The entire coding regions of both MLP1 and MLP2 were individually disrupted in the diploid yeast strain W303 by integrative transformation of the URA3 and HIS3 genes respectively. Each heterozygous diploid strain (mlp1:: URA3/+ and mlp2::HIS3/+) was sporulated and tetrads were dissected. In both cases four viable spores from most tetrads were observed, demonstrating that neither of these genes is essential and confirming and extending published results (Kolling et al., 1993). Immunostaining with mAb148G11 revealed that the punctate IF staining pattern and the ∼220-kD immunoblot band recognized by both antibodies was absent in mlp1::URA3 cells but was present in mlp2::HIS3 cells (data not shown). This confirmed that mAb148G11 binds specifically to Mlp1p and demonstrated that mAb148G11 does not cross-react with Mlp2p. Segregants of opposite mating types carrying the individual disruptions as confirmed by both phenotypic and genotypic analyses were mated and sporulated. Spores were isolated that carried both selectable markers demonstrating that the double knock-out of MLP1 and MLP2 is viable.

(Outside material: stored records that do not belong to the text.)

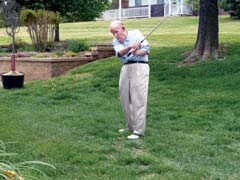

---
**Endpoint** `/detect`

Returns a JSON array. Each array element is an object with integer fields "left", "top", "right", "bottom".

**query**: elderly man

[{"left": 110, "top": 21, "right": 149, "bottom": 140}]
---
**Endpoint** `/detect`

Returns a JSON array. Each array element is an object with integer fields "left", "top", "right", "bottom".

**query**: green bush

[
  {"left": 68, "top": 40, "right": 89, "bottom": 53},
  {"left": 20, "top": 9, "right": 59, "bottom": 51}
]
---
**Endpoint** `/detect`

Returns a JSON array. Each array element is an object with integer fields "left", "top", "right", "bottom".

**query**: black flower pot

[{"left": 1, "top": 73, "right": 24, "bottom": 89}]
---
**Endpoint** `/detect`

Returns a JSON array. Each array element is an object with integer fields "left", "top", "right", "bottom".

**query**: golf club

[{"left": 127, "top": 16, "right": 168, "bottom": 56}]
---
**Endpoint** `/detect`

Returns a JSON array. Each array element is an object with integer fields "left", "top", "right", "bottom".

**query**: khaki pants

[{"left": 119, "top": 63, "right": 149, "bottom": 135}]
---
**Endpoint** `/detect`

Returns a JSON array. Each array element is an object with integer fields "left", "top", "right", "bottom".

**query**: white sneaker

[{"left": 127, "top": 134, "right": 140, "bottom": 140}]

To assess the degree of selective disadvantage conferred by individual and double disruptions in the MLP1 and MLP2 genes, the mlp1Δ, mlp2Δ, and mlp1&mlp2Δ strains were each grown competitively with their wild-type counterpart in rich medium (Smith et al., 1996; Rout et al., 1997; Thatcher et al., 1998). While mlp1Δ and mlp2Δ competed successfully with wild-type, the strain harboring the double deletion lost ground rapidly even though it was initially added in twofold excess and appeared to be eliminated from the population after 30 generations (data not shown). These results demonstrated that mlp1&mlp2Δ had a fitness defect relative to the parental stock equal to 24% (selection coefficient 0.235 ± 0.021; Thatcher et al., 1998) and was effectively non-viable outside the protected laboratory environment. These results also indicated that MLP1 and MLP2 are homologous.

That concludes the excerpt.